Introduction: HMG CoA reductase inhibitors (statins) are known to be a cause of hepatic dysfunction, with an incidence of transaminimitis from 0.5 to 3 percent, usually within the first 3 to 4 months of initiating therapy. Here we present a case of acute statin induced liver injury mimicking autoimmune hepatitis. Case Patient is a 70 year old male who initially presented with fatigue, scleral icterus, and a 50 pound weight loss over 3 months. Four months before, he had been started on atorvastatin 40 mg daily which was held on admission. Initial workup showed AST 113 IU/L, ALT 197 IU/L, alkaline phosphatase 944 IU/L (with elevated GGT), and total bilirubin 7.6 g/dL. His INR was 1.15 and creatinine and blood urea nitrogen were 9.53 mg/dL and 121 mg/dL, respectively (no preceding renal dysfunction). Viral hepatitis serologies were negative, and the patient denied any alcohol or acetaminophen use. An MRCP was negative for any biliary obstruction. Urinalysis showed granular casts consistent with acute tubular necrosis.
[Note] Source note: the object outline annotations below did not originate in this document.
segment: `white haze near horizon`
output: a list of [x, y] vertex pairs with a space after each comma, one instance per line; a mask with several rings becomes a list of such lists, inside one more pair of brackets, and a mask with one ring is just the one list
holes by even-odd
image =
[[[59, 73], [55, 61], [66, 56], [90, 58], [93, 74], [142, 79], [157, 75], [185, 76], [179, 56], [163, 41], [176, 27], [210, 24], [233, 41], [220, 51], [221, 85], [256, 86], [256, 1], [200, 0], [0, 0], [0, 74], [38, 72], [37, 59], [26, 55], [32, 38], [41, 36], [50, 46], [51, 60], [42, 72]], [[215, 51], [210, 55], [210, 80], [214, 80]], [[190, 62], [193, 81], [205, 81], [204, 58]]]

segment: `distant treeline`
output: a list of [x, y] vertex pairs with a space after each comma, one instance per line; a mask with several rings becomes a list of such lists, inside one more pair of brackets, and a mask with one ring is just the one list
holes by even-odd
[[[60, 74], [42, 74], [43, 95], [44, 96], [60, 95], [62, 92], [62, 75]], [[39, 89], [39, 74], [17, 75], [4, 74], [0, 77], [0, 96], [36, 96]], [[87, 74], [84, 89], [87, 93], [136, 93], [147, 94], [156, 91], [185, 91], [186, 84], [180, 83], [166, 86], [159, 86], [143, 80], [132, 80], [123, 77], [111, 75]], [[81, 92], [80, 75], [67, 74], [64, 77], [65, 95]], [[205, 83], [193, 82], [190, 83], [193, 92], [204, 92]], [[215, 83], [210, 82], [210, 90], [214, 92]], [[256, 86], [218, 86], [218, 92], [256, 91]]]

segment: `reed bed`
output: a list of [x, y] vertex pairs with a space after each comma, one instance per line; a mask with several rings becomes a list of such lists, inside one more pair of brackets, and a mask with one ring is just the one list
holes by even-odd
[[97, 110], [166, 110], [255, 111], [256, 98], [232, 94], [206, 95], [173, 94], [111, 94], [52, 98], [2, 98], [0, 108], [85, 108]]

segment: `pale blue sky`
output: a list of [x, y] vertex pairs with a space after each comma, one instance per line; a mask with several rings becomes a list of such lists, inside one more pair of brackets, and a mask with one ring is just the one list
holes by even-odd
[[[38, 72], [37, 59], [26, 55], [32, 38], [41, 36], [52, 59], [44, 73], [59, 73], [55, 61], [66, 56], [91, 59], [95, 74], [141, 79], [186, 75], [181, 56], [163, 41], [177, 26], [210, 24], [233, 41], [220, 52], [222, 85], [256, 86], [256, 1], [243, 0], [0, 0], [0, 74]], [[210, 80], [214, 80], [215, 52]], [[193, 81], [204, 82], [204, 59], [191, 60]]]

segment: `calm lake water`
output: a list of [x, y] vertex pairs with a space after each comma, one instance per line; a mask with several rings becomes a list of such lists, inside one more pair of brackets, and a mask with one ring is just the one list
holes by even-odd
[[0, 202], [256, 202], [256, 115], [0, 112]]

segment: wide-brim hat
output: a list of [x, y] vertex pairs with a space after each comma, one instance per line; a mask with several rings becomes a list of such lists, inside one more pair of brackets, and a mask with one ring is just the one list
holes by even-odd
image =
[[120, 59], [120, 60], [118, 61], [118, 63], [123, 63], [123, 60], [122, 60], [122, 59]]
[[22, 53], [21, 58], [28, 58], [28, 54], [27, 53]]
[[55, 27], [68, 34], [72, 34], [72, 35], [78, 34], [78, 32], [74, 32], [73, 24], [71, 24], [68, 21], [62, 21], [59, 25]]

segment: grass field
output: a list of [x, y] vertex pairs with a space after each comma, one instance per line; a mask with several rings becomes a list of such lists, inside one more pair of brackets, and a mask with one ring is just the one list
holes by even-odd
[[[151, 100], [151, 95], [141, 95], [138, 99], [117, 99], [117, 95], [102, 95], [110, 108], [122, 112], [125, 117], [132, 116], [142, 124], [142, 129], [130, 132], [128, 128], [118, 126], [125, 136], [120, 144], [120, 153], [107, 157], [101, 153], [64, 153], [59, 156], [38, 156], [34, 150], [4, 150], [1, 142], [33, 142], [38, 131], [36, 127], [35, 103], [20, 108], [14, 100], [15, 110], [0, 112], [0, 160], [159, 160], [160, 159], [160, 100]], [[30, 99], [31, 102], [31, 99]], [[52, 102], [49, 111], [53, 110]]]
He also had positive smooth muscle antibody, elevated IgG at 2458 mg/dL, positive ANA with 1:1280 titer in a speckled pattern, and positive C-ANCA with a 1:320 titer. P-ANCA, anti-glomerular basement membrane antibody, liver-kidney microsomal antibody, and anti-mitochondrial antibody were negative. Liver biopsy revealed mild mixed portal inflammation and reactive changes with portal fibrosis consistent with a drug reaction, without evidence of autoimmune hepatitis, primary biliary cirrhosis, primary sclerosing cholangitis, or hypotensive changes. Kidney biopsy showed mild acute tubulointerstitial nephritis. His AST and ALT also normalized within 3 weeks, to 24 and 38 IU/L, respectively. His alkaline phosphatase improved more slowly, down to 476 IU/L within 3 weeks and total bilirubin improved to 1.3 g/dL. His renal function recovered with supportive care, with creatinine of 0.85 mg/dL within 3 weeks. At outpatient follow up 1 month later, the patient had already gained back 10 pounds, with no residual scleral icterus and improved fatigue. Discussion Statin-associated drug induced liver injury triggering autoimmune hepatitis is rare, with only ten such cases encountered in literature review. These reports often note a liver biopsy consistent with autoimmune hepatitis, which we did not observe. Most cases have required treatment with immunosuppressant medications, while our patient has so far recovered just by holding the statin medication.